Eliminating the $600 in additional weekly unemployment benefits could hamper the economic recovery, according to a study released last week.
The study found that failing to renew the benefits at all would lead to a massive 4.3 percent drop in consumption, the central driver of the American economy.
“The decline in consumption from ‘no supplement’ is greater than the entire peak-to-trough decline of the Great Recession,” University of Chicago professor Peter Ganong, one of the study’s authors, wrote on Twitter.
“This reflects just how much the US economy is on life support right now through UI [unemployment insurance] benefits,” he added.

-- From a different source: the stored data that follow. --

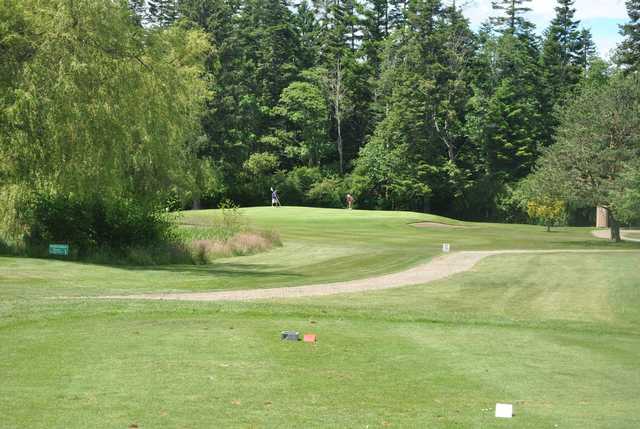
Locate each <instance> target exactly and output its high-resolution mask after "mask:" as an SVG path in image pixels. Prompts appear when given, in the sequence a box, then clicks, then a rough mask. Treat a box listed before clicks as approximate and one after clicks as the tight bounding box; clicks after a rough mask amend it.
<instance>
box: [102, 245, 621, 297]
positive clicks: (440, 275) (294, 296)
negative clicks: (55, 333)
mask: <svg viewBox="0 0 640 429" xmlns="http://www.w3.org/2000/svg"><path fill="white" fill-rule="evenodd" d="M599 252H603V251H599V250H540V251H538V250H533V251H531V250H496V251H486V252H456V253H450V254H447V255H443V256H439V257H436V258H434V259H432V260H431V261H429V262H428V263H426V264H422V265H418V266H416V267H414V268H411V269H409V270H406V271H402V272H399V273H394V274H387V275H384V276H379V277H372V278H368V279H360V280H352V281H348V282H340V283H329V284H316V285H308V286H297V287H283V288H272V289H251V290H234V291H215V292H187V293H150V294H141V295H112V296H101V297H98V298H102V299H143V300H166V301H174V300H175V301H249V300H255V299H278V298H299V297H306V296H323V295H334V294H340V293H352V292H363V291H369V290H381V289H392V288H397V287H403V286H413V285H419V284H425V283H430V282H433V281H436V280H440V279H443V278H446V277H449V276H452V275H454V274H458V273H462V272H465V271H468V270H470V269H471V268H473V267H474V266H475V265H476V264H477V263H478V262H479V261H481V260H482V259H484V258H486V257H488V256H493V255H501V254H522V253H539V254H543V253H599ZM606 252H610V251H606ZM623 252H624V251H623Z"/></svg>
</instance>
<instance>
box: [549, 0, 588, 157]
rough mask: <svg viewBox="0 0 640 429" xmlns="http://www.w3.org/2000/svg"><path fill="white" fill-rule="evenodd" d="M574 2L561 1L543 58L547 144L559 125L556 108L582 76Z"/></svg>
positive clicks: (568, 96) (577, 27)
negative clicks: (555, 116) (575, 18)
mask: <svg viewBox="0 0 640 429" xmlns="http://www.w3.org/2000/svg"><path fill="white" fill-rule="evenodd" d="M574 3H575V0H558V5H557V6H556V8H555V10H556V16H555V18H554V19H553V20H552V21H551V25H550V27H549V29H548V30H547V31H546V37H545V41H544V46H543V51H542V60H541V62H542V68H543V74H544V85H543V86H542V88H541V95H542V97H541V103H542V109H543V118H544V122H545V127H544V128H545V130H546V131H545V141H544V144H545V145H549V144H551V143H552V141H553V135H554V134H555V129H556V127H557V126H558V120H557V118H556V117H555V116H556V108H557V107H558V106H562V105H563V104H564V103H565V102H566V101H567V100H568V98H569V94H571V92H572V91H573V90H574V89H575V87H576V85H577V84H578V83H579V82H580V78H581V76H582V75H583V70H584V69H583V67H582V66H581V58H580V52H579V49H580V41H581V39H580V37H581V33H580V31H578V26H579V24H580V21H577V20H576V19H575V12H576V10H575V8H574V7H573V5H574ZM584 42H585V43H588V40H586V39H585V40H584ZM585 47H586V46H585ZM586 48H587V49H589V48H588V47H586ZM587 61H588V58H587Z"/></svg>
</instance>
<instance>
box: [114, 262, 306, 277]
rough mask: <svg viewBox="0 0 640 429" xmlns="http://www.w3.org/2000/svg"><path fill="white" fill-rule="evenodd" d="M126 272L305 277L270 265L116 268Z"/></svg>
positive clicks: (179, 266)
mask: <svg viewBox="0 0 640 429" xmlns="http://www.w3.org/2000/svg"><path fill="white" fill-rule="evenodd" d="M113 268H119V269H122V270H126V271H155V272H167V273H180V274H190V275H196V276H197V275H201V276H227V277H237V276H243V277H259V278H268V277H292V278H300V277H305V276H304V275H303V274H298V273H292V272H289V271H284V270H282V269H281V268H282V267H281V266H280V265H270V264H234V263H229V262H225V263H224V264H208V265H157V266H115V267H113Z"/></svg>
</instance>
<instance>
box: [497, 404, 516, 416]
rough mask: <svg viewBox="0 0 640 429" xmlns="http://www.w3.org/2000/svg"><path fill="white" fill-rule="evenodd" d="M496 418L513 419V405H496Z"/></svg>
mask: <svg viewBox="0 0 640 429" xmlns="http://www.w3.org/2000/svg"><path fill="white" fill-rule="evenodd" d="M496 417H500V418H503V419H510V418H511V417H513V405H511V404H496Z"/></svg>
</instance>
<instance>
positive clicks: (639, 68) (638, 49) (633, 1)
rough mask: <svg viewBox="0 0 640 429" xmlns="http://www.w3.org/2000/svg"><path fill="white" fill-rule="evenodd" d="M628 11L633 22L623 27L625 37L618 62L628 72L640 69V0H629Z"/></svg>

The $600 expansion, which expired last week, is at the center of tense negotiations between congressional Democrats and the White House.
“Our estimates suggest that expiration will result in large spending cuts, with potentially negative effects on both households and macroeconomic activity,” said the study, released by the JPMorgan Chase Institute and authored by several prominent scholars.
The one-month drop in spending would be 2.3 percent if benefits continued at $200, and 1.4 percent if they continued at $400.
The study found evidence that people receiving unemployment benefits were likely to spend them quickly, rather than save them, pushing the money back into the economy.
But the paper also found that the economy could stay afloat with smaller payments.
Republicans have frequently cited Ganong’s earlier work estimating that some 68 percent of unemployment insurance recipients were earning more than their previous salaries because of the extra $600 weekly. That, they say, is stopping people from going back to work.
In their recent paper, however, Ganong and his co-authors suggested that the extra benefits were serving as additional economic stimulus. Without it, they estimated spending among unemployed households would have fallen 7 percent. Instead, it rose 22 percent.
It would only take $350 to bring the overall average spending back up to pre-pandemic levels, he study said.
Still, the authors noted that a drop in spending would leave the economy worse off, as businesses already hit with health concerns and social distancing restrictions would face a sharp drop-off in demand.
“Even a partial restoration of pre-pandemic relationship between UI benefits and spending would imply that eliminating the $600 supplement could result in large spending cuts and thus potential negative effects on macroeconomic activity,” the study said.
House Speaker Nancy Pelosi (D-Calif.), who has been pushing for keeping benefits at $600, circulated a Wall Street Journal article citing the figures on Thursday.